Amy-Jill Levine, Professor of New Testament and Jewish Studies at Vanderbilt and co-editor of The Jewish Annotated New Testament, New Revised Standard Version Bible Translation: Second Edition (New York: Oxford University Press, 2017), outlines the progress in the dialogue since Nostra Aetate, putting in a kind word for my own work in the field during my time at the US Conference of Catholic Bishops (p. 231) and summarizing the official Catholic and Jewish statements to date. She carefully critiques traditional readings of key gospel texts often used to malign Jews and Judaism, and typological readings of the Hebrew Scriptures/Tanach. She urges dioceses and bishops' conferences to work with Catholic universities, seminaries and local parish schools to disseminate to Catholic teachers and preachers the advances that have been made in the Catholic understanding of Judaism and understanding the New Testament through Jewish eyes. Ruth Langer, professor of Jewish Studies at Boston College follows this up with how Jews have and can in the future present a fair understanding of Christianity in Jewish liturgy, providing lessons that Catholics can learn from with regard to our own liturgical practices.


Carmen M. Nanko-Fernandez and Jean-Pierre Ruiz, professors at Catholic Theological Union in Chicago and St.

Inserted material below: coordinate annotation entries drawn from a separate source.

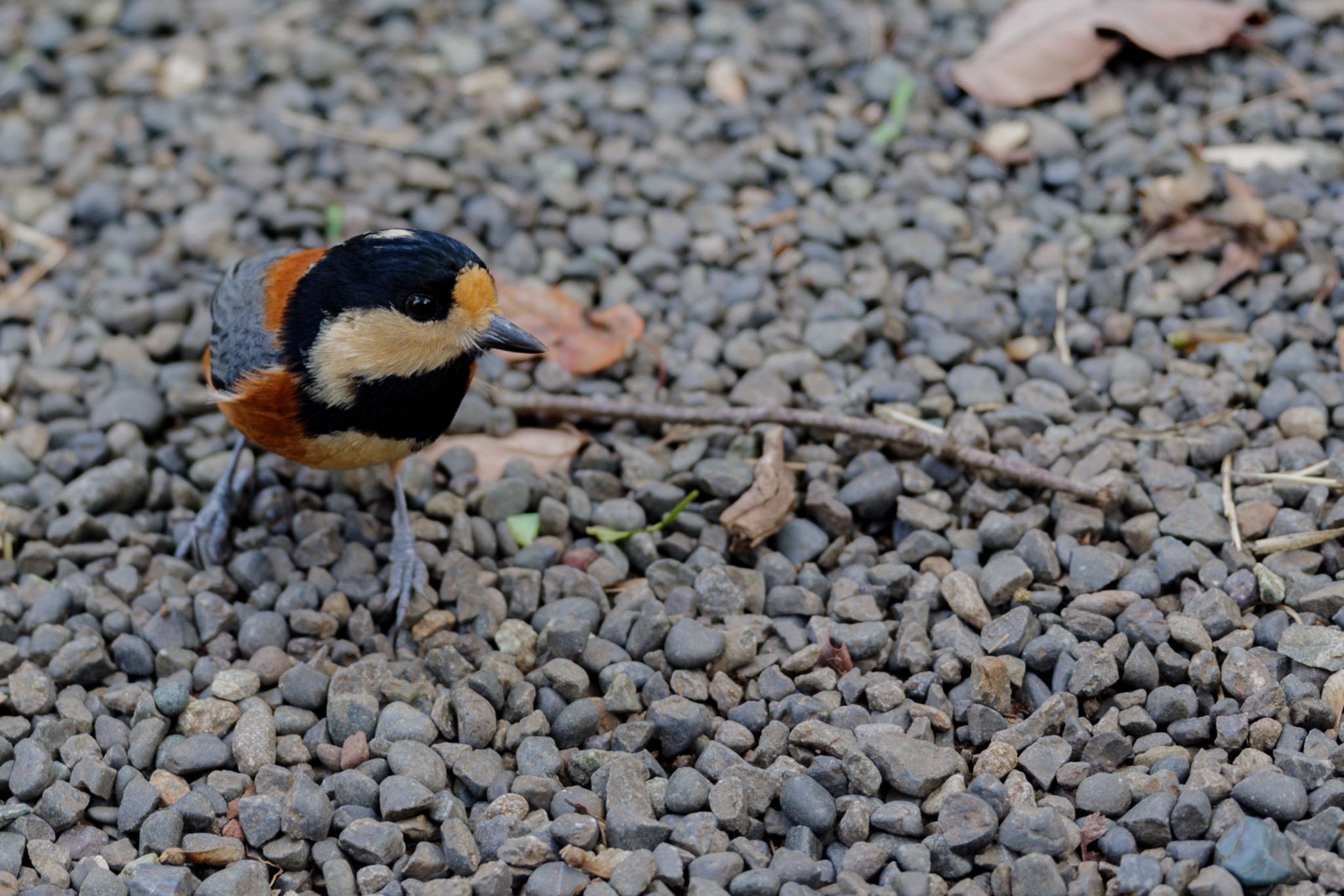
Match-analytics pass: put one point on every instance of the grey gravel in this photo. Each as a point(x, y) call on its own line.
point(1020, 659)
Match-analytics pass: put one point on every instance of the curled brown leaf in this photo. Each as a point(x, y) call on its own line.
point(1092, 830)
point(546, 451)
point(832, 656)
point(763, 510)
point(1040, 49)
point(578, 340)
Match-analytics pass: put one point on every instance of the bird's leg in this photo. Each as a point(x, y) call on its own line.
point(210, 529)
point(408, 573)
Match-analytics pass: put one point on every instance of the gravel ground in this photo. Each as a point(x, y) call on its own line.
point(1046, 696)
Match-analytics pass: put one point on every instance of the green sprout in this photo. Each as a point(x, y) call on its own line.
point(524, 527)
point(606, 534)
point(335, 218)
point(894, 124)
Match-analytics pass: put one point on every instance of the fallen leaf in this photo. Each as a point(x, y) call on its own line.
point(546, 449)
point(579, 342)
point(761, 511)
point(1277, 234)
point(1334, 693)
point(1250, 156)
point(217, 856)
point(1040, 49)
point(601, 865)
point(832, 656)
point(1237, 260)
point(724, 82)
point(1191, 235)
point(1005, 143)
point(1092, 830)
point(1172, 197)
point(1034, 50)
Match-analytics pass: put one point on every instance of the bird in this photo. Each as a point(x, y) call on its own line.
point(345, 357)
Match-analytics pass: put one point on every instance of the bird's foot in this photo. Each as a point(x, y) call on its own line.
point(207, 538)
point(406, 577)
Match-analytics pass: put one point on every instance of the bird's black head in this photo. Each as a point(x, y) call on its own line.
point(393, 304)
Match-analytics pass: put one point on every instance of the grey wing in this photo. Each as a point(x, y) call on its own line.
point(240, 342)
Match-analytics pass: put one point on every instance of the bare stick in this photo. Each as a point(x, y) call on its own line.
point(52, 251)
point(398, 142)
point(1296, 540)
point(890, 414)
point(1060, 335)
point(1290, 478)
point(1296, 92)
point(941, 446)
point(1228, 507)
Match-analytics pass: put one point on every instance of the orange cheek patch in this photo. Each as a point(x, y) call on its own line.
point(473, 295)
point(282, 278)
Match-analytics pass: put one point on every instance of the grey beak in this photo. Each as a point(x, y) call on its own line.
point(510, 338)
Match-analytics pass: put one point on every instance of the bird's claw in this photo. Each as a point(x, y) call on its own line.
point(406, 577)
point(207, 537)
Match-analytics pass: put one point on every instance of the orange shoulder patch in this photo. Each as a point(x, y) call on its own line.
point(280, 281)
point(264, 407)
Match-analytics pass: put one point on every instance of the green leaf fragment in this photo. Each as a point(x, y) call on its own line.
point(894, 124)
point(335, 218)
point(524, 527)
point(608, 535)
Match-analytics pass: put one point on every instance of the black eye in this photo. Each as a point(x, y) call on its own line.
point(421, 306)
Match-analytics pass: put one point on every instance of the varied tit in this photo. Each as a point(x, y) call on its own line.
point(348, 356)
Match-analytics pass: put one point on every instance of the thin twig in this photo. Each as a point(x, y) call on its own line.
point(1228, 506)
point(1291, 478)
point(347, 133)
point(1296, 92)
point(1060, 336)
point(890, 414)
point(941, 446)
point(52, 251)
point(1175, 430)
point(1296, 540)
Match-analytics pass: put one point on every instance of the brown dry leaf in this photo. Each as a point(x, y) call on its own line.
point(218, 856)
point(1092, 830)
point(832, 656)
point(600, 865)
point(546, 449)
point(1276, 235)
point(724, 82)
point(577, 340)
point(1191, 235)
point(1040, 49)
point(1334, 693)
point(1173, 197)
point(1237, 260)
point(1005, 143)
point(761, 511)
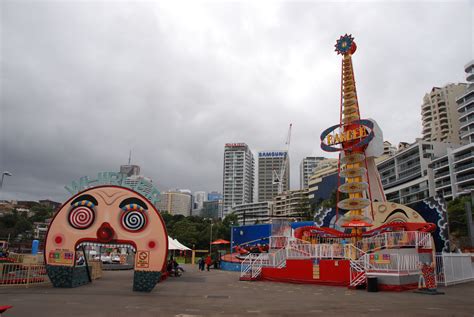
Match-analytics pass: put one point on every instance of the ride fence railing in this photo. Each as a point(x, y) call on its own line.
point(20, 274)
point(299, 249)
point(392, 263)
point(278, 242)
point(454, 268)
point(397, 239)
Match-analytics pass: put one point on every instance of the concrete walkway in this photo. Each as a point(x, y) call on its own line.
point(220, 293)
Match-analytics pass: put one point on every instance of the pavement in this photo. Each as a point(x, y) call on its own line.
point(220, 293)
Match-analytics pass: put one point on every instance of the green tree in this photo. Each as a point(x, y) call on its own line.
point(457, 216)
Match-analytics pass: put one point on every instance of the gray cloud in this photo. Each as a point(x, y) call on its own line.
point(84, 82)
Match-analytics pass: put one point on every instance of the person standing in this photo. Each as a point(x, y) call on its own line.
point(208, 262)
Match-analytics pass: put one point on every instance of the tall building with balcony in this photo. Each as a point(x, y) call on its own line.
point(270, 164)
point(176, 202)
point(292, 204)
point(213, 196)
point(439, 113)
point(307, 167)
point(199, 198)
point(323, 181)
point(238, 176)
point(252, 213)
point(453, 174)
point(466, 107)
point(406, 176)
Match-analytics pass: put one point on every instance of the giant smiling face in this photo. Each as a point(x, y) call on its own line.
point(107, 216)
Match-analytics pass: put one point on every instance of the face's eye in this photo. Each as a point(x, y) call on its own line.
point(82, 215)
point(134, 218)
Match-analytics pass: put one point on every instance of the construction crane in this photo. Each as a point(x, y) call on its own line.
point(279, 175)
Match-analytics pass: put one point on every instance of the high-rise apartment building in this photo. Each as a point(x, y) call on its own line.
point(439, 113)
point(270, 166)
point(238, 176)
point(199, 198)
point(175, 202)
point(130, 170)
point(406, 176)
point(307, 166)
point(466, 107)
point(214, 196)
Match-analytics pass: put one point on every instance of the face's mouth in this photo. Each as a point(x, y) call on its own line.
point(111, 244)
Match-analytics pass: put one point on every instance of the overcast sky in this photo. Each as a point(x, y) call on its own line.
point(83, 82)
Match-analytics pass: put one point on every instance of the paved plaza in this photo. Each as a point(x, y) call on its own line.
point(220, 293)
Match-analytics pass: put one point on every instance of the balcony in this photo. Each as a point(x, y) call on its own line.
point(441, 175)
point(465, 179)
point(458, 169)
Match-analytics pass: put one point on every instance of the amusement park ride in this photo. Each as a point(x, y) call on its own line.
point(373, 238)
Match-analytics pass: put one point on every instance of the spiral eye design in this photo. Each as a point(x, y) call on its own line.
point(133, 218)
point(81, 217)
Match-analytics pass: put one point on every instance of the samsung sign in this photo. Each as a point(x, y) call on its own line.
point(272, 154)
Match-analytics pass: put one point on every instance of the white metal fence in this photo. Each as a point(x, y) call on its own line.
point(19, 274)
point(454, 268)
point(397, 263)
point(395, 240)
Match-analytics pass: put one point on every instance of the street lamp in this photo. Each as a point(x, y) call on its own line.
point(3, 175)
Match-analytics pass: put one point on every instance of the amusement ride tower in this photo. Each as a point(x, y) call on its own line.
point(351, 137)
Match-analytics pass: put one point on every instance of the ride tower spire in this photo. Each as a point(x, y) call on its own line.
point(351, 140)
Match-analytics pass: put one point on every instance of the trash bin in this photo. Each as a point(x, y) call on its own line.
point(372, 284)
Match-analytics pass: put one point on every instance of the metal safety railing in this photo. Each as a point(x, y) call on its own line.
point(454, 268)
point(19, 274)
point(394, 263)
point(397, 239)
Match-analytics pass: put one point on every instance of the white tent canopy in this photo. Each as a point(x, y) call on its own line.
point(174, 244)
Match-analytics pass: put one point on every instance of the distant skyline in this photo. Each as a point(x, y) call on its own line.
point(83, 82)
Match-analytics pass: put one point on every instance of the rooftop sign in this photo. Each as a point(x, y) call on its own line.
point(272, 154)
point(139, 185)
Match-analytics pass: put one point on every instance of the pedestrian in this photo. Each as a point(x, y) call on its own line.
point(208, 262)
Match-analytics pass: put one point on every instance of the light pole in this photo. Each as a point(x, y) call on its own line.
point(3, 175)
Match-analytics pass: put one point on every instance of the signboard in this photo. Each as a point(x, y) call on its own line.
point(336, 138)
point(143, 259)
point(272, 154)
point(235, 145)
point(60, 256)
point(139, 185)
point(380, 258)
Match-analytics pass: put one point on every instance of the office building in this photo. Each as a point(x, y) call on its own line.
point(213, 196)
point(389, 149)
point(324, 181)
point(466, 107)
point(405, 176)
point(439, 113)
point(307, 166)
point(252, 213)
point(238, 176)
point(292, 204)
point(199, 198)
point(177, 202)
point(130, 170)
point(212, 209)
point(453, 173)
point(271, 165)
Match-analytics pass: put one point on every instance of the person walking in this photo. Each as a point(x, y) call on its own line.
point(208, 262)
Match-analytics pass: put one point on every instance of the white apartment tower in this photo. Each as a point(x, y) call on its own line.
point(270, 166)
point(439, 113)
point(238, 176)
point(466, 107)
point(307, 167)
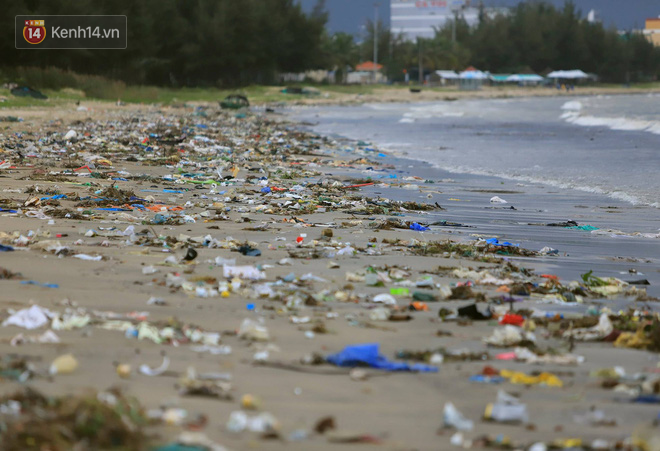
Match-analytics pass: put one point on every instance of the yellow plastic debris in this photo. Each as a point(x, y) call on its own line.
point(517, 377)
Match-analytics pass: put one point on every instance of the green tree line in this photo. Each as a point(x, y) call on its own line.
point(238, 42)
point(533, 37)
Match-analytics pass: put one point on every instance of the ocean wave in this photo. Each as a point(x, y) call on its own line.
point(639, 199)
point(573, 105)
point(613, 123)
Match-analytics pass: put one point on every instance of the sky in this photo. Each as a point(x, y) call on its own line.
point(351, 15)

John's University in New York, respectively, open up what will be a new world for many readers, the history and present reality of Latino/a Catholic-Jewish relations, centering especially on Puerto Rico and signs of Jewish-Catholic convivencia in the large Puerto Rican “diaspora” communities of the U.S. Mary C. Boys, herself one of the great pioneers of Jewish-Christian relations in the U.S. and professor at Union Theological Seminary in New York traces the trajectory of the development of Nostra Aetate from World War II to its declaration by the Second Vatican Council, and key developments since 1965, concluding with a challenge for “confession and recommitment” (pp. 305-310). Yehezkel Landau of Israel, who has long worked there for Jewish-Christian-Muslim relations and Israeli-Palestinian peace building, provides a moving “Jewish tribute” to Pawlikowski the man and to his work. James Carroll of Harvard provides an equally moving Afterword drawing especially on his personal experiences in Boston.